Dans sa résidence, Viviane bénéficie chaque jour de petits-déjeuners et de colis pour les repas, fournis par CeCler. Elle peut aussi compter sur le soutien de travailleurs sociaux, notamment pour ses démarches, même si, comme le souligne Fatima, « c’est très compliqué d’aider ces femmes pendant le confinement car tout est à l’arrêt et on ne peut les orienter nulle part ».
Aujourd’hui pour Viviane, qui n’a pour vivre que le RSA, il s’agit maintenant de se tourner vers l’avenir. « Les choses vont se mettre en place... J’ai regardé au niveau de la CAF, comme je me retrouve seule je vais toucher un peu plus. J’ai aussi commencé à regarder des appartements mais c’est pas évident, surtout avec le confinement. C’est pareil pour le travail ».

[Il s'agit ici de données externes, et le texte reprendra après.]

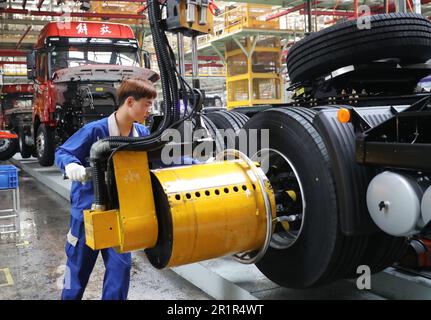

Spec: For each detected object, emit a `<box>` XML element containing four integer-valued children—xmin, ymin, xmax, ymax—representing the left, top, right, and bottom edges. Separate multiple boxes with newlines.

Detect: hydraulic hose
<box><xmin>90</xmin><ymin>0</ymin><xmax>185</xmax><ymax>207</ymax></box>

Malgré tout, Viviane garde un espoir : celui de reconstruire sa vie loin de son mari pour offrir une vie meilleure à ses deux petites filles.
(*) Prénom modifié
Victimes de violences conjugales, que faire?
Si vous êtes victimes de violences conjugales et que vous êtes en danger, il vous faut contacter le 17, numéro d’urgence qui permet de joindre à tout moment les services de Gendarmerie ou de Police. Ce numéro est gratuit et accessible 24h24 et 7j/7.Pour celles qui ne peuvent pas sortir téléphoner ni faire de bruit, le ministère de l'Intérieur a également ouvert, depuis le 1er avril, un nouveau dispositif d'aide aux victimes qui permet de donner l'alerte via un SMS envoyé au 114.
Si vous souhaitez quitter votre domicile mais que vous ne savez pas où aller, il vous faut appeler le 115, numéro de la plate-forme de premier accueil qui se chargera de contacter les structures d'accueil pour vous trouver une solution.
Enfin si vous avez besoin d’un soutien immédiat et de parler de votre situation, c'est le 3919 qu'il faut composer, le numéro mis en place à l’intention des victimes, mais aussi les témoins de violences.